Le débat sur le nombre d'étudiants en médecine a refait surface alors que dans sa note de politique générale, Mme De Block a indiqué qu'elle allait soumettre au gouvernement fédéral un arrêté royal imposant l'obligation d'une attestation de contingentement en fin d'études de médecine et de dentisterie.

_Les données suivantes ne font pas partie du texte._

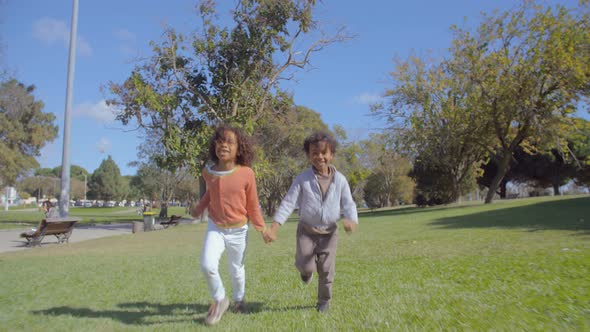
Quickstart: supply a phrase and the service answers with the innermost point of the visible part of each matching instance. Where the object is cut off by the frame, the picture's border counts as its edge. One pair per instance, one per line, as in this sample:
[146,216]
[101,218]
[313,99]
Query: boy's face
[320,156]
[226,148]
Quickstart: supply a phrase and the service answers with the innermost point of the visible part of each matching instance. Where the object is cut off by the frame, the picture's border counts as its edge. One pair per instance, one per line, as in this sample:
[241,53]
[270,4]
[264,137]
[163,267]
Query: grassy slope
[514,265]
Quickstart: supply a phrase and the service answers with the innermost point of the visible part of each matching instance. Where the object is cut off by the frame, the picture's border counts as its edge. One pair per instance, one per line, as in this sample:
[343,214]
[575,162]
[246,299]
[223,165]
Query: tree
[230,75]
[105,182]
[24,130]
[154,182]
[350,160]
[528,67]
[280,156]
[431,113]
[389,183]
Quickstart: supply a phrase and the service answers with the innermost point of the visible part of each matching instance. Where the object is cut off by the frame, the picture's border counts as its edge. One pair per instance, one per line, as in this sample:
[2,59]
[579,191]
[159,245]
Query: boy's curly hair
[245,154]
[320,136]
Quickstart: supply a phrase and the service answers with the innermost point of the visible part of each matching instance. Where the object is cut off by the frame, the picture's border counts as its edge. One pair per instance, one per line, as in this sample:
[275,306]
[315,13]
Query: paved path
[10,240]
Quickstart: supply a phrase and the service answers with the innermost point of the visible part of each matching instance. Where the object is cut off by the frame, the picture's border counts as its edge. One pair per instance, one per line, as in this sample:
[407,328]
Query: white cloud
[367,98]
[51,31]
[99,111]
[103,145]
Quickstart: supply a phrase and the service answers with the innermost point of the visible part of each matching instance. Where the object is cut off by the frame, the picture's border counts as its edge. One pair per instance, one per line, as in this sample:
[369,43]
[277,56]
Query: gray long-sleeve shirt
[305,194]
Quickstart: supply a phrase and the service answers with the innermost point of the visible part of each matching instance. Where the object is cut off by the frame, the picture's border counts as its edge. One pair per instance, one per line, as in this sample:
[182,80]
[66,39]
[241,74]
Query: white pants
[216,241]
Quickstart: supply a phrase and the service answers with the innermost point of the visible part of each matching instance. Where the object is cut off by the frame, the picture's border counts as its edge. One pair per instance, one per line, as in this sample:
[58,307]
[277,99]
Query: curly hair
[245,154]
[320,136]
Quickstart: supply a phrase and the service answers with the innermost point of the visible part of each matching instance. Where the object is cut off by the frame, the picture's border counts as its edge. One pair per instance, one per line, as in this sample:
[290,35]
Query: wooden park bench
[174,219]
[60,227]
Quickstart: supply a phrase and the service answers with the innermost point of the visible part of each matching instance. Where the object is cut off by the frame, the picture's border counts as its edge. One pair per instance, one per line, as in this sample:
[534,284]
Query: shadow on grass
[145,313]
[138,313]
[398,211]
[570,214]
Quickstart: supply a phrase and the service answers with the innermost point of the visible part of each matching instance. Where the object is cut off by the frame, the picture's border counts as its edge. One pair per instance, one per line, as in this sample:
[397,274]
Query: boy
[322,195]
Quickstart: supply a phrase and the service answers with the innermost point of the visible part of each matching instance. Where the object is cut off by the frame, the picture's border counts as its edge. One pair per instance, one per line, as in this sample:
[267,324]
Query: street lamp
[85,188]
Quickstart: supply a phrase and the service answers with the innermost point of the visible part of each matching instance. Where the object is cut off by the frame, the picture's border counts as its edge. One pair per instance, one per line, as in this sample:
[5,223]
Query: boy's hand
[349,226]
[270,234]
[268,237]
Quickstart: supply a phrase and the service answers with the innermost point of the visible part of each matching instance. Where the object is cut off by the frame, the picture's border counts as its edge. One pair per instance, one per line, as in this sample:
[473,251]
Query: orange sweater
[232,199]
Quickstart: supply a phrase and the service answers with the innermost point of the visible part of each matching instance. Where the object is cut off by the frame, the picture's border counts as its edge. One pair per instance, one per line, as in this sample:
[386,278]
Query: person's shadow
[146,313]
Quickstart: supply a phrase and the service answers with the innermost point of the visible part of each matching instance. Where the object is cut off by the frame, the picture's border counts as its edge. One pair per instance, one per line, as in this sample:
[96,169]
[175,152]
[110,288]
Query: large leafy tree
[106,182]
[529,68]
[280,137]
[24,130]
[388,183]
[430,110]
[219,74]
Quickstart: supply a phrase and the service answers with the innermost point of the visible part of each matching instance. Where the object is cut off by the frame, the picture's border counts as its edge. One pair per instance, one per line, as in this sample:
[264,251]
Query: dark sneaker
[216,310]
[306,278]
[240,307]
[323,307]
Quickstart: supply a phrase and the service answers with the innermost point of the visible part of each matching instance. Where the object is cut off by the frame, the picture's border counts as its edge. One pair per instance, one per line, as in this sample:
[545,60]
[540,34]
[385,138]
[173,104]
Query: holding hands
[270,234]
[349,226]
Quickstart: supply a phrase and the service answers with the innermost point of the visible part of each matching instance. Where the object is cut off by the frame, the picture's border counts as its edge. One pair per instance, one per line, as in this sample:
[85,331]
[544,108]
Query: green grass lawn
[519,265]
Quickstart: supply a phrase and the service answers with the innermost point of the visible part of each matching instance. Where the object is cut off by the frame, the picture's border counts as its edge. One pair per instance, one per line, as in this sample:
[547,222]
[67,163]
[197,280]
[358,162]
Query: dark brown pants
[317,253]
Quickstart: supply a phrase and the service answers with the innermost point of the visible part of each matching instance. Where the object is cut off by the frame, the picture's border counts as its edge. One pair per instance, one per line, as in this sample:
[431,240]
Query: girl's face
[226,148]
[320,156]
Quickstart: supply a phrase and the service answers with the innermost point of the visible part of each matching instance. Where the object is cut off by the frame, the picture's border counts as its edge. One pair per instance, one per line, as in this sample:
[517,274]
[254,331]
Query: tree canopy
[222,73]
[515,81]
[24,130]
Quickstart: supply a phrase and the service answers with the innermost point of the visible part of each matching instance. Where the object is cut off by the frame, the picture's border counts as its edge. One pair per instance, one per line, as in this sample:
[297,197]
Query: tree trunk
[503,165]
[164,210]
[202,190]
[556,191]
[503,188]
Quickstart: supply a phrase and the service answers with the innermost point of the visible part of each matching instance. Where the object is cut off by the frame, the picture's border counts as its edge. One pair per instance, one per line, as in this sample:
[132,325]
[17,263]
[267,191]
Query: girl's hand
[349,226]
[268,237]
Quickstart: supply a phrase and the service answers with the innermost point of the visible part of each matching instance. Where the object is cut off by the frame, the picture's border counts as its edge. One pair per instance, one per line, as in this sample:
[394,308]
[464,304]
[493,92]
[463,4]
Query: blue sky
[344,80]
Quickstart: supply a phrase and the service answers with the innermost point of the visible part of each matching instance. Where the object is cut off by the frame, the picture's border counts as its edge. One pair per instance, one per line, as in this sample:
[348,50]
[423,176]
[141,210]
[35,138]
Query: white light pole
[64,198]
[85,188]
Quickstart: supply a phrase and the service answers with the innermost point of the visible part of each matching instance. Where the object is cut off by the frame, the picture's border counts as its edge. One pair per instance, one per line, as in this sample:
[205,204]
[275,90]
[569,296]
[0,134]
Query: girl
[232,200]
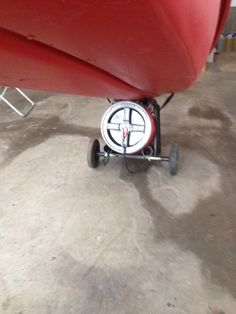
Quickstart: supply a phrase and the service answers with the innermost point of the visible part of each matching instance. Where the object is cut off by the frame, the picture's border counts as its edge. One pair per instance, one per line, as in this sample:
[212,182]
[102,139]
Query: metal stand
[150,153]
[3,97]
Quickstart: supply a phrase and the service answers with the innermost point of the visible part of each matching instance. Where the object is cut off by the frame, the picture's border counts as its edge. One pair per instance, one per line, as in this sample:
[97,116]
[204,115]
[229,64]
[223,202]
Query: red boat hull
[110,48]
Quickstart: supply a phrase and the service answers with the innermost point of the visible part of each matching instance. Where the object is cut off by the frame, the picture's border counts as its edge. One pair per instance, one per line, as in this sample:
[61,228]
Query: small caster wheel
[92,153]
[174,159]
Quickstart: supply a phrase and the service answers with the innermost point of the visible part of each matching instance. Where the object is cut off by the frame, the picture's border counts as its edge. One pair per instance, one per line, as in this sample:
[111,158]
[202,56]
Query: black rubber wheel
[174,159]
[92,153]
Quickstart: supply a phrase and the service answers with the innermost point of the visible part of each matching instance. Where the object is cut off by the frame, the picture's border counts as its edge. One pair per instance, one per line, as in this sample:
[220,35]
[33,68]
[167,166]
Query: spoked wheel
[174,159]
[92,153]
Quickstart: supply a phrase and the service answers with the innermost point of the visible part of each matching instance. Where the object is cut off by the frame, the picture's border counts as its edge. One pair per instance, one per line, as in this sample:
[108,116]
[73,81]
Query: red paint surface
[108,48]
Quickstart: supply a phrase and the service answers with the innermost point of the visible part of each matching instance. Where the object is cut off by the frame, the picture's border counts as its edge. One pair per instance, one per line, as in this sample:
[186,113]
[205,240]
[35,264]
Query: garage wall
[231,23]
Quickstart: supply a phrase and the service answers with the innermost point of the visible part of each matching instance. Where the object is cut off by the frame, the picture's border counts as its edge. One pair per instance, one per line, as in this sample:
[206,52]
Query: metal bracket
[23,115]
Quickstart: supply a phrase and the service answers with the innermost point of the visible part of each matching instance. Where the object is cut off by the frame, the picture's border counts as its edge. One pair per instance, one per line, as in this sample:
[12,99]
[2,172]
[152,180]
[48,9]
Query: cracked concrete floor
[76,240]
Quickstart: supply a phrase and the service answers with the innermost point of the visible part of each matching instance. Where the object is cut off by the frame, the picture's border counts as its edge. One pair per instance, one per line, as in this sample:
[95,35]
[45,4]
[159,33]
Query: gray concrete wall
[231,22]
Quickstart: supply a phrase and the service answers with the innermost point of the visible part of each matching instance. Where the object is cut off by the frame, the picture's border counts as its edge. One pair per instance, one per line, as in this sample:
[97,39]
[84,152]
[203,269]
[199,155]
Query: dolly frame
[94,153]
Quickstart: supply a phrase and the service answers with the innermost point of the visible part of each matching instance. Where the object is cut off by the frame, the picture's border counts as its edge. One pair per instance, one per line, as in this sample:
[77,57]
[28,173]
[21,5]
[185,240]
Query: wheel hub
[127,126]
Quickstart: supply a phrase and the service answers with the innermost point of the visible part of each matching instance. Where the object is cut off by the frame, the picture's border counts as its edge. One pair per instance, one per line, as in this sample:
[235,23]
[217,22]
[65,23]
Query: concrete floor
[76,240]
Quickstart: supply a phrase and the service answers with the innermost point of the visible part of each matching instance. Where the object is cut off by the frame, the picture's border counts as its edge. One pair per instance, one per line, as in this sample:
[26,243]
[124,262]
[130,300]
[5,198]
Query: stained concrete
[76,240]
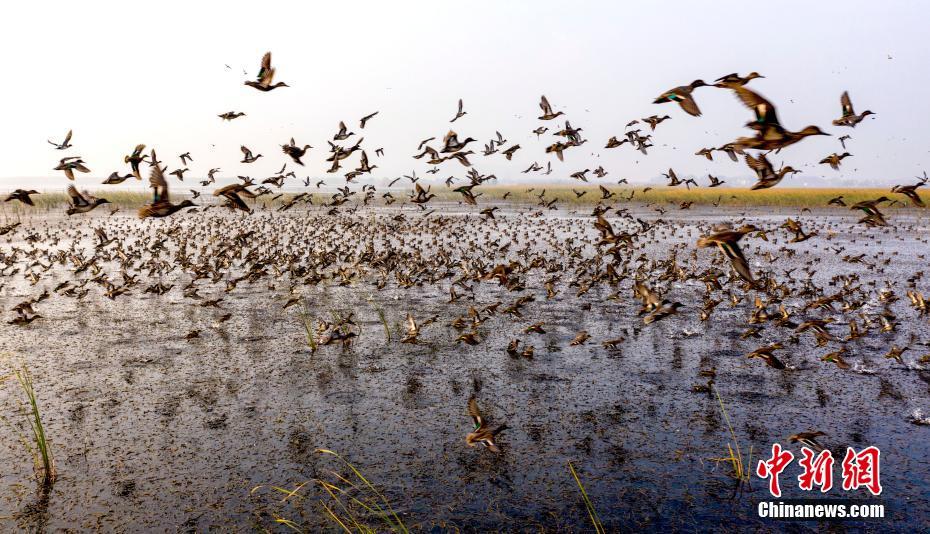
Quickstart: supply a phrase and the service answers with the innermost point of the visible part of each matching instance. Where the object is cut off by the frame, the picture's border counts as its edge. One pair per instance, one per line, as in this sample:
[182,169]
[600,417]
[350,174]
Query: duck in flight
[265,76]
[482,434]
[161,205]
[82,203]
[64,144]
[849,117]
[682,95]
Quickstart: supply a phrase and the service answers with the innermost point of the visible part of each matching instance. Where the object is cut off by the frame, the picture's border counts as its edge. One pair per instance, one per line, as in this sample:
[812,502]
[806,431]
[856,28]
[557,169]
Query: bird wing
[544,104]
[847,104]
[159,185]
[732,250]
[765,111]
[689,105]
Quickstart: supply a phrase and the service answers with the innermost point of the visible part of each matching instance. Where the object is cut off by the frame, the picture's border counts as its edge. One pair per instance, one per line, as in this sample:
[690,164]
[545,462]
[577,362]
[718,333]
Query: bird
[294,151]
[342,134]
[655,120]
[233,194]
[265,76]
[482,434]
[459,114]
[364,120]
[71,164]
[82,203]
[135,159]
[22,195]
[547,115]
[910,191]
[770,133]
[808,438]
[247,156]
[64,145]
[230,115]
[161,205]
[728,242]
[849,117]
[734,79]
[765,173]
[833,160]
[682,95]
[767,354]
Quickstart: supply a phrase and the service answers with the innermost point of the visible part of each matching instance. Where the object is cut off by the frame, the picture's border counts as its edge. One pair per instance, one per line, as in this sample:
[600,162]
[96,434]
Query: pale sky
[155,73]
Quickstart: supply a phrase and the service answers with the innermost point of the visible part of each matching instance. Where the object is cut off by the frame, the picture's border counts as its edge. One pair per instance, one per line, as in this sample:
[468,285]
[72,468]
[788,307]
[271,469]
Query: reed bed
[742,472]
[347,501]
[39,445]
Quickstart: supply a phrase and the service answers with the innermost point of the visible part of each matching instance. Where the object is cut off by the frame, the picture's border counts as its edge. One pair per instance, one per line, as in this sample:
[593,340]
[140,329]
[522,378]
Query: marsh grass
[592,513]
[38,446]
[740,471]
[344,500]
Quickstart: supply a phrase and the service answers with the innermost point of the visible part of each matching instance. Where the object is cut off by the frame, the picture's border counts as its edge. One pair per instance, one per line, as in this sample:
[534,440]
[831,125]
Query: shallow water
[154,431]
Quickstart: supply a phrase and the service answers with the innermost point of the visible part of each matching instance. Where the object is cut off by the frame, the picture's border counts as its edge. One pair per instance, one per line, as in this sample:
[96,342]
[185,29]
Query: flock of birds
[409,251]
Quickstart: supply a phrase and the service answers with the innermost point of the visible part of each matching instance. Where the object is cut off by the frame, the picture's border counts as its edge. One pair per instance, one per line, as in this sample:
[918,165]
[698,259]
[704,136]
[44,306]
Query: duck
[910,191]
[547,115]
[364,120]
[734,79]
[770,133]
[682,95]
[233,194]
[115,178]
[460,113]
[64,145]
[342,134]
[451,142]
[230,115]
[22,195]
[849,117]
[294,151]
[483,434]
[833,160]
[809,439]
[766,354]
[161,205]
[247,156]
[655,120]
[765,173]
[71,164]
[728,242]
[82,203]
[265,76]
[135,159]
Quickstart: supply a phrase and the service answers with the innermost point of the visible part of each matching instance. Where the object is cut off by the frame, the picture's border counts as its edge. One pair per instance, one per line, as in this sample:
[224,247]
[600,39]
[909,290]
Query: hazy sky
[155,73]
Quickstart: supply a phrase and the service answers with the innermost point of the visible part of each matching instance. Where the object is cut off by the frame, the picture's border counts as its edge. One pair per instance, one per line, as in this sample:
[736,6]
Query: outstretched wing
[847,105]
[764,110]
[159,185]
[76,198]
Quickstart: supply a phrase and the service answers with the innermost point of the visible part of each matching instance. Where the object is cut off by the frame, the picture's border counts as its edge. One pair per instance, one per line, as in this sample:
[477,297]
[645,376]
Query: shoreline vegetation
[529,194]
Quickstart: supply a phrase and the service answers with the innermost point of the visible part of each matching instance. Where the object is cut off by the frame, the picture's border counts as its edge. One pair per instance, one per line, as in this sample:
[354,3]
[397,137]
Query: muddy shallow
[153,431]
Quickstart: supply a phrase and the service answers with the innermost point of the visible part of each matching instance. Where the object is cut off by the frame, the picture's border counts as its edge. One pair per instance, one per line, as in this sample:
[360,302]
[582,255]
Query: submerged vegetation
[741,471]
[38,445]
[347,501]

Concrètement, il s'agit d'une sélection supplémentaire, pour s'assurer que le quota de numéros Inami ne soit plus dépassé à l'avenir. Un risque plane en effet étant donné que du côté francophone, 1.138 candidats à l'examen d'entrée 2018 ont été déclarés lauréats alors que seuls 505 Inami (et places de stage) sont prévus pour cette promotion.

La ministre de la Santé insiste: l'instauration d'une limite avec ces attestations de contingentement n'est pas une nouvelle mesure mais la publication des arrêtés royaux va simplement permettre son entrée en vigueur. "Des négociations sont en cours pour un protocole d'accord au sein de la conférence interministérielle. Il définira le nombre de personnes qui doivent être autorisées à entamer des études de médecine pour rencontrer le quota fixé", ajoute-t-elle.

L'application de ce nouveau filtre a néanmoins fait réagir, les étudiants craignant pour leur avenir et les politiques dénonçant une sélection trop stricte alors que le sud du pays fait face à une pénurie de médecins, surtout généralistes. Beaucoup ont en outre dénoncé ces restrictions alors que des médecins étrangers viennent pratiquer en masse dans le Royaume. "Toutes les mesures sont prises pour contrôler l'afflux d'étudiants étrangers", souligne Mme De Block dans son communiqué mais elle explique qu'elle ne peut imposer de restrictions aux diplômés d'une université européenne vu la libre circulation en vigueur dans l'UE.